The women felt strangely near the Front, for the men came down from the lines in a few hours, and their tales of the mud and wet in which they were standing almost up to their waists, the agony of frostbite, the terrible shortage of ammunition and the superiority of the German guns made pitiful hearing. The anxiety and strain of the severe cases was as nothing to the pathos of the slight cases who had to be sent straight back. As the day came nearer, their eyes would follow the Chief Surgeon round the ward, apprehensive of discharge; and when at last the moment of farewell came, they were silent, for fear of losing their composure. A parcel of all the comforts possible was prepared for each one, and the hospital turned out to see them off, and some one would go with them to ‘Base Details,’ as the reporting station was called. But there was no getting over the horror of going back. Many of them, when they came out, had had no idea of what was before them; and others were unfitted by temperament and by their former life for all they had to endure.
A Lancashire operative, no longer a young man, told how he had put his name to a paper.
‘Missus she said I should, and so I did, but I never thought anything would coom of it.’
Then one day as he sat at dinner a military escort knocked at his door and called him out.
‘But they coom for me,’ he went on, ‘at one o’clock they coom, just as I was settin’ down to my dinner they coom, and took me outside, and the orficer he said, “Now, A——, you’re soldier, and if you desert, you will be shot,” says he, and they took me away. I had often heard tell of abroad and I thought I would like to go, but I never thought abroad was like this. Just a sea o’ mood, abroad is! I don’t want to coom abroad no more.’
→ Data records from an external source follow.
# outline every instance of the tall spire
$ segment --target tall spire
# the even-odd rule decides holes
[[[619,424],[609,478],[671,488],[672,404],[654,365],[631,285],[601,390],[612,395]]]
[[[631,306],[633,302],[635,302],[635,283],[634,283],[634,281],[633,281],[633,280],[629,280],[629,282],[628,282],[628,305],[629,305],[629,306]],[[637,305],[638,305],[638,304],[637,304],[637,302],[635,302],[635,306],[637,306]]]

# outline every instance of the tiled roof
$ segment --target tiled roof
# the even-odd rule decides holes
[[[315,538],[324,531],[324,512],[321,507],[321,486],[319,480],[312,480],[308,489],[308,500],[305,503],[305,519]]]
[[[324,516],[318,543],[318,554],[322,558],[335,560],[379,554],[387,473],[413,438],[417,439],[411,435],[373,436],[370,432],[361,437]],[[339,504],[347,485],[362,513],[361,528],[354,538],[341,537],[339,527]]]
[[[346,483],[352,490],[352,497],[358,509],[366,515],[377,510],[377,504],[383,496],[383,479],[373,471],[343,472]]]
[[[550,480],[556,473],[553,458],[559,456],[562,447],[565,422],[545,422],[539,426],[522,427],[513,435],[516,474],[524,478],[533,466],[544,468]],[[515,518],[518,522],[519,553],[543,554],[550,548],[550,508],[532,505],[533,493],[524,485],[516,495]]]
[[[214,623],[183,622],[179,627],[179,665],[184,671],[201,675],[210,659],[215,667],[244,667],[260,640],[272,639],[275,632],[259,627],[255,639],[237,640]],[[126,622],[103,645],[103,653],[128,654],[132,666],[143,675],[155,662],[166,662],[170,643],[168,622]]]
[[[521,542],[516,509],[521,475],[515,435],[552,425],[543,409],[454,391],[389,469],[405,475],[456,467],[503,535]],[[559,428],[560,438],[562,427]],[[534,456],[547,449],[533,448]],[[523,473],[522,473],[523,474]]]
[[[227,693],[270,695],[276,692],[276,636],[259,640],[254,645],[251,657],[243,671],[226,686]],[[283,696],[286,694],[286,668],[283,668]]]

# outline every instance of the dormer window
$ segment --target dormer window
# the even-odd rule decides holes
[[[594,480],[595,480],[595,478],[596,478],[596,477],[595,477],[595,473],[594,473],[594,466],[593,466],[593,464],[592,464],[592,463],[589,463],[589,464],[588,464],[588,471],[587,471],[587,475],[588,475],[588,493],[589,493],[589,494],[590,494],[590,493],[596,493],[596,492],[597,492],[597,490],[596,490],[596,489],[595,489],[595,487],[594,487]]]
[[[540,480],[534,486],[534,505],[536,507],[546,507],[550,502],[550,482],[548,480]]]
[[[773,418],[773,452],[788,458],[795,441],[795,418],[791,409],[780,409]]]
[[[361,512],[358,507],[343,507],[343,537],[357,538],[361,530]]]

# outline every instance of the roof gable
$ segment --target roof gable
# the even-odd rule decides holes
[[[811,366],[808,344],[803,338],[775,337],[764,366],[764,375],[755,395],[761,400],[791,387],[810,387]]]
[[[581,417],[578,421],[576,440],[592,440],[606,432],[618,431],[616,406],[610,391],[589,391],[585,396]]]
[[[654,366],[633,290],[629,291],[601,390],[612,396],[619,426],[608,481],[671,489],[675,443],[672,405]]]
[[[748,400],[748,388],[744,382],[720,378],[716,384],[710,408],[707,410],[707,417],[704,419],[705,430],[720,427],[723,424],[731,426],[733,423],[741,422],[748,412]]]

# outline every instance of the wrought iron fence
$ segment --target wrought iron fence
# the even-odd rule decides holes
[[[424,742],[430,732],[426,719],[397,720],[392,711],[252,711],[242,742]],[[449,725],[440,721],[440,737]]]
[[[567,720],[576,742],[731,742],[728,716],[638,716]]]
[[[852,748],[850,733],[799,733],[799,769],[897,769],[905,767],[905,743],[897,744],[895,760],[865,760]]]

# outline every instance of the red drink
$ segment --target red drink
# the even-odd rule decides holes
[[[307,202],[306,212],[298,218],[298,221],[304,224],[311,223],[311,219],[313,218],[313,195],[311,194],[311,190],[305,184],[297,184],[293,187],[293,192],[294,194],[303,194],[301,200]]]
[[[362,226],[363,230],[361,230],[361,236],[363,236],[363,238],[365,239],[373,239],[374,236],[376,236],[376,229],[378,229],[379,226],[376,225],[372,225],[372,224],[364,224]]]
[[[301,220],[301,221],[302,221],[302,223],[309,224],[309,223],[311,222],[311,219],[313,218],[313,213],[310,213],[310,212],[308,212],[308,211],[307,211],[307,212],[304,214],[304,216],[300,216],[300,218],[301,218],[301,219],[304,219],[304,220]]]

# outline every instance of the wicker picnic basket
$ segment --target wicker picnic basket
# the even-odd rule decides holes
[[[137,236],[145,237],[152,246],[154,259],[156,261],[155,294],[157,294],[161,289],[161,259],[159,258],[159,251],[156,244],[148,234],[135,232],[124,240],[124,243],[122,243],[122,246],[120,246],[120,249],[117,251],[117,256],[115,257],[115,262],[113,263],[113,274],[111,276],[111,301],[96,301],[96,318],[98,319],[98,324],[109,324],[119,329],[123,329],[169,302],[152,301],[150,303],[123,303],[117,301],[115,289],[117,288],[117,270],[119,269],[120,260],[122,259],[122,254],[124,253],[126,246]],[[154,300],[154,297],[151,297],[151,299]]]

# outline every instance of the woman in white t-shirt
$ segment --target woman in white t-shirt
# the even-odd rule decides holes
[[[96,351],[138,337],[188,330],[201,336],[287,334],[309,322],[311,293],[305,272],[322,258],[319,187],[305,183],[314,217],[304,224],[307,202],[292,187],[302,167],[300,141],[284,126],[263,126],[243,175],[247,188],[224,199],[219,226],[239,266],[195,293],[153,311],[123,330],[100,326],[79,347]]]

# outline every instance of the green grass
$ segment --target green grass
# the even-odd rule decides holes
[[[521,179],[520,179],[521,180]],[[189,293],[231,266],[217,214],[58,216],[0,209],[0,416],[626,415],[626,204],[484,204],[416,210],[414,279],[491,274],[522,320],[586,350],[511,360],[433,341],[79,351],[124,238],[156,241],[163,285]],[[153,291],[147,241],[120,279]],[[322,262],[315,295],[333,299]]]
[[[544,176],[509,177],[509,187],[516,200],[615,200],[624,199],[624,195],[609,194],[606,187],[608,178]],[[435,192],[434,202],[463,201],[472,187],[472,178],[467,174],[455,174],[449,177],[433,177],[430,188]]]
It was very easy for friends to come over from England, and many of them took advantage of the opportunity. They did not come empty-handed, and the hospital was supplied with games and gramophones, and with abundance of such things as water-beds and air-rings. Sir Alan Anderson arrived with a car load of pheasants, which were the last word in luxury. And work depots were kind in sending linen and warm clothing.
It was in this hospital that a suffragist friend met and recognised a wounded policemen. She claimed his acquaintance.
‘I remember you,’ she said. ‘You arrested me once in Whitehall.’
‘I wouldn’t have mentioned it, Miss,’ he replied with embarrassment. ‘We’ll let byegones be byegones.’
There was a constant stream of official visitors—colonels, inspectors and consultants—all of whom were more or less eager to pass men on—to send them to England or back to the line. The surgical work came in for a good deal of scrutiny; for the R.A.M.C. were zealous about the turn-over, and went round every week or sometimes oftener, with the desire of emptying beds. Through constant observation, it was borne in upon these officers that the professional work and the organisation of the women were worthy of a wider opportunity; and when the chance of saying a word of commendation came, that word was generously and freely said.